認知的負荷在不同人之間,甚至同一個人的不同時間內,都有差別,沒有必要諱言這種差別。學生的個人意願,並不能改變大腦的接受程度。即便到了大學階段,負荷的重要性也一點沒有降低。我所在的艾伯林基督教大學(Abilene Christian University)的心理學教授鮑勃·麥考爾文(Bob McKelvain)最近在一次針對學習策略的講座中分享過他所做的一項統計:一章書大約15000單詞左右。以英語為母語者的250/分鐘速度統計,讀完一章需要一個小時。上五門課,每周每門課閱讀量是兩章的話,則僅僅把書讀完就需要10小時。如果是一個以英語為非母語的人,把書看完,甚至看兩遍三遍還要查單詞,那麼可能二三十個小時才能勉強把書看完(全職工作的時間是40小時),就不要說寫作業了。這就是為什麼美國大學需要看托福成績或GRE成績的一個原因 —— 是看一個人的閱讀能力、學習能力到底怎樣。不然的話,進來容易,過程中會被拖死。一個人的成長,是先天差異和後天努力的結合。沒有必要諱言先天差異,或者說一開始的差異。

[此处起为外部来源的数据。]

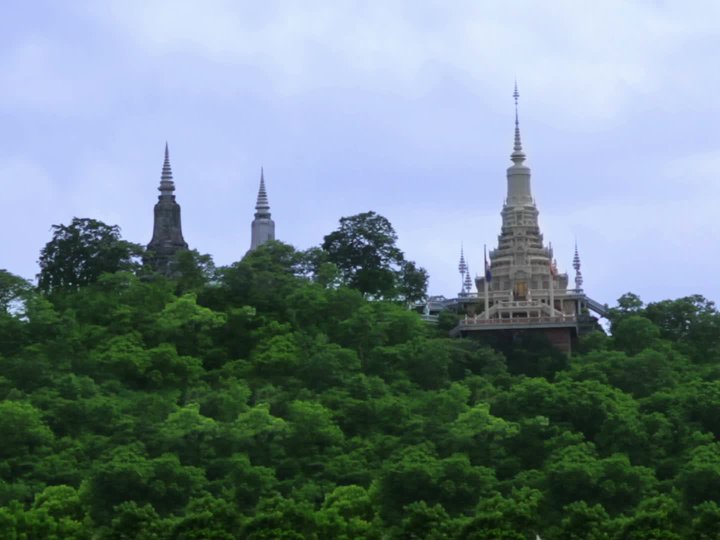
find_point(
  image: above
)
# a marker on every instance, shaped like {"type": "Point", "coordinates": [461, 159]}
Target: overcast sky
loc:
{"type": "Point", "coordinates": [404, 108]}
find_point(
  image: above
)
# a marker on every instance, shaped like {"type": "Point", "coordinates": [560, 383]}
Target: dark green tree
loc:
{"type": "Point", "coordinates": [81, 252]}
{"type": "Point", "coordinates": [365, 251]}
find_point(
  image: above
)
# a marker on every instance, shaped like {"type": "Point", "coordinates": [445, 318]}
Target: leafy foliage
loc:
{"type": "Point", "coordinates": [81, 252]}
{"type": "Point", "coordinates": [364, 250]}
{"type": "Point", "coordinates": [267, 400]}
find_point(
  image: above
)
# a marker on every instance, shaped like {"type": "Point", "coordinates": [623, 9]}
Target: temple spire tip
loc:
{"type": "Point", "coordinates": [167, 186]}
{"type": "Point", "coordinates": [518, 156]}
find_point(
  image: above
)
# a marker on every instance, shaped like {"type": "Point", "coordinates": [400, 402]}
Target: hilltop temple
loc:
{"type": "Point", "coordinates": [167, 237]}
{"type": "Point", "coordinates": [520, 289]}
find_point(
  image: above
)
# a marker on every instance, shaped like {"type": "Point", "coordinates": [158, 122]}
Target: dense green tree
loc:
{"type": "Point", "coordinates": [364, 250]}
{"type": "Point", "coordinates": [271, 400]}
{"type": "Point", "coordinates": [81, 252]}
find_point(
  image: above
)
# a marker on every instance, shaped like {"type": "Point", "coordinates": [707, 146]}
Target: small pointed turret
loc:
{"type": "Point", "coordinates": [576, 266]}
{"type": "Point", "coordinates": [468, 282]}
{"type": "Point", "coordinates": [167, 237]}
{"type": "Point", "coordinates": [263, 227]}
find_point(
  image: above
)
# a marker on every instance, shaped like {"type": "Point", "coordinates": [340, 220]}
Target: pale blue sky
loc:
{"type": "Point", "coordinates": [404, 108]}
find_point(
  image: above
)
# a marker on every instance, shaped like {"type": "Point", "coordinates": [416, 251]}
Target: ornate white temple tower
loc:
{"type": "Point", "coordinates": [521, 289]}
{"type": "Point", "coordinates": [263, 227]}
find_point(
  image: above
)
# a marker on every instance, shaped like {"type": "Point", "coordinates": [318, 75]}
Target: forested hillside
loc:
{"type": "Point", "coordinates": [274, 399]}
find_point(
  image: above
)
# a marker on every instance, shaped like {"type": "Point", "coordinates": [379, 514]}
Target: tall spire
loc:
{"type": "Point", "coordinates": [263, 205]}
{"type": "Point", "coordinates": [263, 227]}
{"type": "Point", "coordinates": [518, 156]}
{"type": "Point", "coordinates": [468, 282]}
{"type": "Point", "coordinates": [167, 186]}
{"type": "Point", "coordinates": [167, 237]}
{"type": "Point", "coordinates": [462, 266]}
{"type": "Point", "coordinates": [576, 266]}
{"type": "Point", "coordinates": [463, 269]}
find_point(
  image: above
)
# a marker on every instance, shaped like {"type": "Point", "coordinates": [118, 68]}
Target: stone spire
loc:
{"type": "Point", "coordinates": [167, 237]}
{"type": "Point", "coordinates": [463, 269]}
{"type": "Point", "coordinates": [467, 286]}
{"type": "Point", "coordinates": [518, 156]}
{"type": "Point", "coordinates": [578, 273]}
{"type": "Point", "coordinates": [167, 186]}
{"type": "Point", "coordinates": [263, 227]}
{"type": "Point", "coordinates": [518, 174]}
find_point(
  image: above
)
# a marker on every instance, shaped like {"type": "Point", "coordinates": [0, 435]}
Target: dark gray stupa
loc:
{"type": "Point", "coordinates": [263, 227]}
{"type": "Point", "coordinates": [167, 237]}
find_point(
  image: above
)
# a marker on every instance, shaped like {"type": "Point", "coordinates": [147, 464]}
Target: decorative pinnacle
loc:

這種差異總是在某些方面讓兒童收益,也總是在某些方面讓他們受挫。
賞識智商會挫敗情商
到底表揚什麼特徵,會直接影響到兒童的發展。目前心理學上公認的做法,是表揚努力,而不表揚聰明。斯坦福大學心理學教授卡羅爾·德懷克(Carol Dweck)在這方面做過不少研究。她發現表揚兒童「聰明」,這些兒童遇到更艱難的問題時,容易放棄。因為這樣的小孩認為過去的成就,都是來自於自己的聰明,而不是努力。他們不想丟掉「聰明」的帽子,不想在人前顯得自己失敗,接下來如果可以選擇,他們會選擇更輕鬆的、更符合自己長處的任務去完成,久而久之,形成一個舒適區不願意走出去。德懷克認為,誇兒童的聰明,會形成「自我毀滅」行為(self-defeating mentality)。這種兒童,越早捅破他們包裹在自己周圍的肥皂泡越好。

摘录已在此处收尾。